RI: El dueño de la vecindad les ofreció que si se animaban a comprar pero mi abuela no completaba. Creo que negoció, pudo juntar y ya. Mi mamá le decía que sí, que cuándo se iban a hacer de una casa. Para ellas era un compromiso bien grande. Hay gente que nos dice que empezó en la cochera, como tres mesitas. Me acuerdo que era una entrada. Del lado derecho había tres comales, luego empezaban las mesas. Se ensanchaba tantito y había una puerta que daba a la cochera de la casa. Nos poníamos a jugar ahí y veíamos a la gente sentada. La cocina estaba al fondo y se comunicaba con el patio de la casa. Después eran como quince mesas, con las sillas rojas. Poco a poco fue creciendo.
¿Cómo era su abuela?
RI: Ella aplicaba el reciclaje. Las latas de chile las guardaba y en estas fechas llegaba siempre una persona a comprárselas para los arreglos del Día de Muertos.
María Guadalupe: El cartón también.
RI: Los costales de papa vienen en arpilleras, hacía estropajos para tallar las ollas con eso. Decía “Todo se utiliza, todo sirve”.
LG: Una vez la vi llorar y me dice “El refrigerador se descompuso y se echó todo a perder. Me va a castigar Dios. Cómo voy a tirar tanta comida”. Le tocó estar en Querétaro al final de la Revolución y decía que era un hambre tremenda. Que veías muertos, personas que se caían de hambre en la calle. Para ella era importante cuidar el alimento.
¿Y su madre?
MG: Mi mamá tenía muy buena memoria. A veces había mucha gente esperando en el puesto y se quería pasar uno de listo y le decía a mi abuelita quién iba primero. Estaba al pendiente.

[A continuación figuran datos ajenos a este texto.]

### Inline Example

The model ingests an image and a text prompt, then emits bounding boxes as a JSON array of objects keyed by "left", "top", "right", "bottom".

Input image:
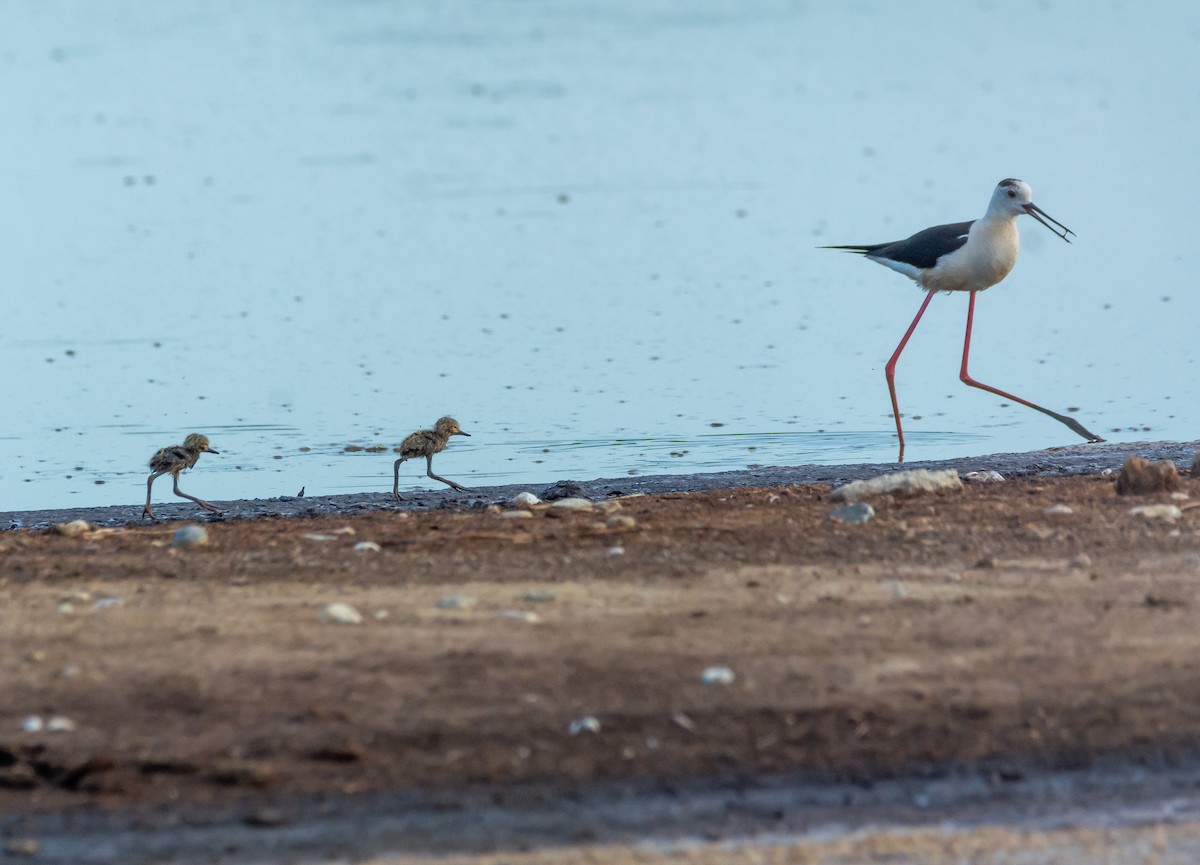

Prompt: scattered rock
[
  {"left": 962, "top": 469, "right": 1004, "bottom": 483},
  {"left": 1129, "top": 505, "right": 1183, "bottom": 523},
  {"left": 671, "top": 711, "right": 696, "bottom": 733},
  {"left": 826, "top": 501, "right": 875, "bottom": 523},
  {"left": 437, "top": 595, "right": 478, "bottom": 609},
  {"left": 829, "top": 469, "right": 962, "bottom": 501},
  {"left": 0, "top": 763, "right": 41, "bottom": 789},
  {"left": 541, "top": 481, "right": 588, "bottom": 501},
  {"left": 54, "top": 519, "right": 95, "bottom": 537},
  {"left": 1117, "top": 456, "right": 1180, "bottom": 495},
  {"left": 46, "top": 715, "right": 74, "bottom": 733},
  {"left": 245, "top": 805, "right": 292, "bottom": 829},
  {"left": 320, "top": 601, "right": 362, "bottom": 625},
  {"left": 550, "top": 497, "right": 595, "bottom": 513},
  {"left": 700, "top": 667, "right": 733, "bottom": 685},
  {"left": 4, "top": 837, "right": 37, "bottom": 857},
  {"left": 170, "top": 525, "right": 209, "bottom": 547},
  {"left": 566, "top": 715, "right": 600, "bottom": 735}
]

LG: Su abastecimiento era en el Mesón Estrella, por Guerrero, y en el Mercado Juárez. Iba a hacer los pedidos directamente y de las bodegas le mandaban. Escogía la mejor lechuga, todo. Esa parte siempre la cuidó bastante. Hasta hace poco, que subió el aguacate, el tomate, decía “No sacrifiquen la calidad, lo que cueste, pero que esté bueno”. Creo que eso le daba mucha tranquilidad. Siempre nos enseñó que para tener lo que teníamos había que trabajar. No nos preguntaba si queríamos ir. De la caja ella no se salía si no iba una de las tres mayores a cubrirla. Era crear ese compromiso, de cariño y cuidado. Nos decía “Si Fundidora, que era de hierro y acero, se acabó, que no se pueda acabar la Taquería Juárez”. Mi abuelita también.
MG: Alguien puso en Facebook que jamás había visto una dueña que trabajara más que un empleado sin embargo para ella eran obligadas las vacaciones. Se cerraba el restaurante 15 días porque eran para la familia. Íbamos a visitar a Querétaro y alguna parte del país. Pero ella no podía dejar sin supervisión y decía que no iba a disfrutar las vacaciones porque todos estaban trabajando y ella no.
¿Siempre han tenido a las cocineras al centro del restaurante?
RI: No creo que fuera consciente. Al principio mamá, desde que estaba en el mercado, la veían. Era de madera y el vidrio. Cuando hace la primera Taquería es igual. Era la plancha de cemento y sus vitrinas.
MG: Antes no eran así, estaba abierto. La gente hacía fila para pedir para llevar y metían las manos a los tambos de cueritos. Mi abuelita les daba un manazo, no creas que se detenía. Decía “No esté metiendo la mano, eso no se hace, ¿cómo sé que trae las manos limpias?”.
LG: Luego nos dimos cuenta de que es parte de la higiene y del atractivo turístico, también.
¿Cómo han llevado el negocio las diferentes generaciones?
LG: Toda la vida trabajaron las dos de la mano juntas, fue como una continuidad. Fallece mi abuelita y sigue mi mamá con nosotras.
MG: A nosotras nos involucran desde chiquitas. A los diez años sabes sumar, ya estás en la caja.
RI: O falta un mesero y tú tomas la orden.
LG: Yo me acuerdo que estaba llorando y con la comanda. Tenía como quince años. Le decía que me daba pena y me respondía “Pena es robar, ándele, vaya”.
RI: A mí de repente me tocaba que llegaban amigas de la escuela y yo tomando órdenes. Estás en la adolescencia y te da pena.
LG: Ese contacto que tuvimos desde chicas con la gente nos abrió las puertas.
RI: De todo nos pusieron a hacer. Pelar papa, deshebrar carne, enrollar flautas. Era tarea de cada una el papel encerado y el canela, que eran de empacar para llevar. Te vendían los rollotes y había un aparatito para cortarlo, ahí estabas en friega. Era todo un proceso de decirte cómo, no de a ver cómo te va. Era como una escuela.